Lying Properly

The secret to a good lie is how much can you get away with. If I am forty two years old and tell my friends I am forty where’s the fun in that? It requires no skill, no ‘selling’ and involves no excitement since there is little chance of being found out and no consequences if you are. To use a cricketing metaphor, if you are going to be out, be out swinging. There is nothing worse than being clean bowled playing a lily-livered forward defensive shot. The only decent way to be out is with the bat round your ears. My philosophy on lying is pretty much the same as my philosophy on anything else, there is no point in going about it half-arsed. Staying on the subject of arses, if you are going to be gay be a proper Julian Clary gay. Wear eye liner, never have your elbows below your ears and squeal if a mouse comes into the room. Don’t just put on a three piece suit and start hanging around men’s toilets like a conservative MP.

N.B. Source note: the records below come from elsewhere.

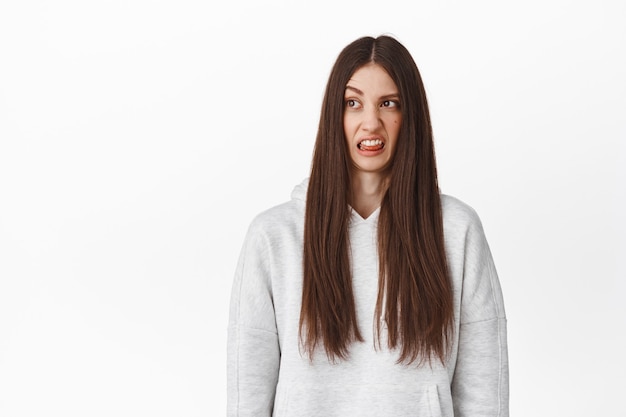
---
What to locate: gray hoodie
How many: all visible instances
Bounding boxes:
[227,179,509,417]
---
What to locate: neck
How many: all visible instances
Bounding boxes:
[350,172,387,219]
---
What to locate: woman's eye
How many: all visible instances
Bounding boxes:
[346,99,361,109]
[382,100,399,108]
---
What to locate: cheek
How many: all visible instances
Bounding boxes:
[342,120,350,148]
[343,115,356,137]
[389,118,401,150]
[388,116,401,136]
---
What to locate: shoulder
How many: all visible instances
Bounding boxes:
[248,179,307,234]
[244,199,305,249]
[440,194,483,231]
[440,195,506,323]
[251,199,303,231]
[237,196,305,277]
[440,193,491,257]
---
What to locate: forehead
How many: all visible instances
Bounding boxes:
[346,63,398,94]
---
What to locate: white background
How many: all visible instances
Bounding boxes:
[1,0,624,416]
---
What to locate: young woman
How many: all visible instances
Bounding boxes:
[227,35,508,417]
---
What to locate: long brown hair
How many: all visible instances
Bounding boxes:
[300,35,453,365]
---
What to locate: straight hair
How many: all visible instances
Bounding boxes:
[300,35,453,365]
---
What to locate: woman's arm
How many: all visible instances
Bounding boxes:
[227,223,280,417]
[451,215,509,417]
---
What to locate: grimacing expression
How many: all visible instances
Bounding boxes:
[343,63,401,176]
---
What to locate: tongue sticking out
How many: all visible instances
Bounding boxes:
[358,140,384,151]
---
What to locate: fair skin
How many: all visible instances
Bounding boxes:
[343,63,402,219]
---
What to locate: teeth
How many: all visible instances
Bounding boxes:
[360,139,382,146]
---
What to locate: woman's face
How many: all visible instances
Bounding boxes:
[343,63,401,177]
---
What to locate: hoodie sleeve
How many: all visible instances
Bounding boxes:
[451,214,509,417]
[227,221,280,417]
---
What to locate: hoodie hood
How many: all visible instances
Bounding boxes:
[291,177,309,203]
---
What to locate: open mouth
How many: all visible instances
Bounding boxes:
[358,138,384,151]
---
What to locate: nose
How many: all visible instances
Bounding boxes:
[361,105,382,131]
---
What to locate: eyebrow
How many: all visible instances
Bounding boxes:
[345,85,364,95]
[345,85,400,100]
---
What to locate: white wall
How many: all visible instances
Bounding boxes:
[1,1,624,415]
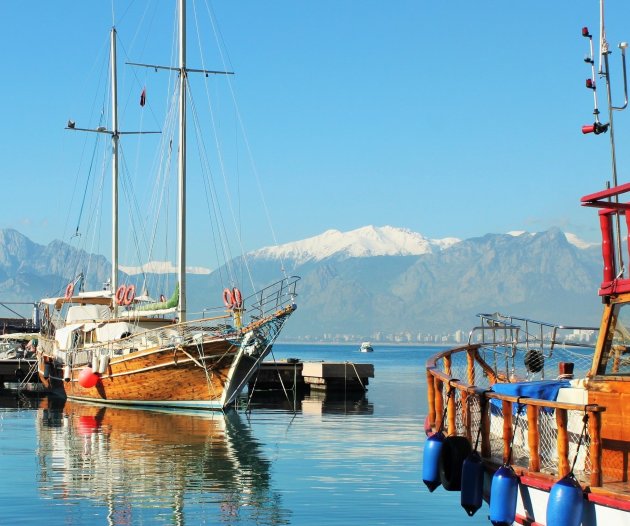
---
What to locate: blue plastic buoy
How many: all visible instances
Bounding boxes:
[546,474,584,526]
[422,431,445,492]
[489,465,519,526]
[460,451,484,516]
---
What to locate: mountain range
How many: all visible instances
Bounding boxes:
[0,226,604,340]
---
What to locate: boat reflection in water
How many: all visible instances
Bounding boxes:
[248,389,374,416]
[36,398,289,525]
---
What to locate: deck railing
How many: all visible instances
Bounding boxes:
[245,276,300,320]
[426,344,605,488]
[468,313,598,381]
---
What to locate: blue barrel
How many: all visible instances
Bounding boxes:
[546,474,584,526]
[422,431,445,492]
[489,465,519,526]
[460,451,484,516]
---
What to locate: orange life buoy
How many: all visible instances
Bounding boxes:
[115,285,127,305]
[124,284,136,306]
[223,288,235,308]
[232,287,243,309]
[65,283,74,300]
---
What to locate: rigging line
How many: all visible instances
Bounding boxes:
[187,14,237,283]
[142,88,179,294]
[74,110,106,236]
[192,4,256,293]
[186,83,239,284]
[186,101,232,290]
[114,0,138,27]
[63,39,111,247]
[71,143,108,294]
[72,124,108,272]
[203,0,288,280]
[189,103,237,287]
[118,28,164,132]
[119,146,155,287]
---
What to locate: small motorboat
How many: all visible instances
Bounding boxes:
[360,342,374,353]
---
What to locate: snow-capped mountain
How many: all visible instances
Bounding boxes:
[119,261,211,276]
[0,227,603,337]
[507,230,598,250]
[252,225,461,264]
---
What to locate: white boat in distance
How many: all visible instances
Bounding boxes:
[360,342,374,353]
[36,1,298,410]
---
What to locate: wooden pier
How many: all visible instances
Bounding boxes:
[249,360,374,394]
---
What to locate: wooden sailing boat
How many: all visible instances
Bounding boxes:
[36,1,298,410]
[422,4,630,524]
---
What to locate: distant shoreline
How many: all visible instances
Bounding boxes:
[277,340,451,348]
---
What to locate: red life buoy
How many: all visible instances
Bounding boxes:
[232,287,243,308]
[223,288,235,308]
[124,284,136,306]
[115,285,127,305]
[65,283,74,300]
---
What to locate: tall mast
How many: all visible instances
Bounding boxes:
[177,0,187,323]
[111,27,120,309]
[125,0,231,321]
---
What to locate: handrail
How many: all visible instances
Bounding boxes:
[426,343,606,488]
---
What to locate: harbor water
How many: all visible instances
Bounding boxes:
[0,344,489,525]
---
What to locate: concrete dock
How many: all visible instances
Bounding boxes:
[249,360,374,394]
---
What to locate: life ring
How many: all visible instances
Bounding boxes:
[124,284,136,306]
[115,285,127,305]
[439,435,472,491]
[223,288,235,308]
[232,287,243,308]
[65,283,74,300]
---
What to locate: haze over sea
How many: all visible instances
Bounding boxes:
[0,344,489,525]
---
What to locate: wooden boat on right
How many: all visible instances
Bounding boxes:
[423,4,630,525]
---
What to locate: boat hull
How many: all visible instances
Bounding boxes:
[37,337,260,410]
[510,475,630,525]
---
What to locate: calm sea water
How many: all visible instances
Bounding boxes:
[0,344,489,525]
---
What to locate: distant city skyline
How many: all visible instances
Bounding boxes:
[2,2,629,267]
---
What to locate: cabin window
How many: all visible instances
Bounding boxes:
[601,303,630,375]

So the perfect lie has to be worth the effort. If I say I went to bed at midnight when really I went to bed at half passed, who would care? And what would be the point? If, on the other hand, I said I went to bed midnight the day before yesterday then there might well be a point. I am not saying that lying cannot be a legitimate end in itself but in this case if you believed that I had been up for thirty six hours straight I might gain certain kudos or perhaps allowances might be made for me making silly mistakes. If I were to say I had been up for sixty hours straight that would be even more interesting, gain me more mystique and grant me more allowances but if I said I had not slept since 1982 this would be a clear case of overcooking the proverbial cabbage.

This, incidentally is another potential reason for lying. There is no proverb involving overcooking cabbage… but there might be. If asked to enlarge on the subject obviously I would never admit to this I would be forced to think on my feet and come up with a proverb such as ‘An overboiled cabbage is a cause for woe.’ Whilst this might not go down with the Polish contingent (the Polish national dish bigos is pretty much overboiled cabbage) next time you were in a restaurant and the cabbage was overboiled you might use this proverb. Someone on the next table might overhear and the next thing you know it will be impossible to overboil cabbage without someone saying it was a cause for woe and I would have the satisfaction of knowing that I had left my mark for posterity.

The perfect lie needs to be not too small but not too big either. This is obviously a subjective call which is why lying is an art rather than a science. Other variables include the gullibility and knowledge of the audience, your own personal believability quotient and (most importantly of all) the way you sell the lie. If I were to claim to just mention in passing that I have climbed Mount Harry in Burma then it would possibly be believed but so what? If I give graphic details of the trials and tribulations involved it would possibly be believed and remembered. If the person that remembered it then told his mountaineering friend that he knew someone that had scaled the peaks of Mount Harry the mountaineer would probably (and correctly) say there is no such mountain. Now the fun starts. Will the chap then confront you? What will you do if he does? You have various options, you can say that you didn’t say Mount Harry but Mount Larry. You could deny everything and say it was not you that said it. A true professional would show photos of someone climbing some other mountain and offer it as proof of the existence of Mount Harry but one thing you can never do it say ‘Yes It’s a fair cop, it was all bull shit’.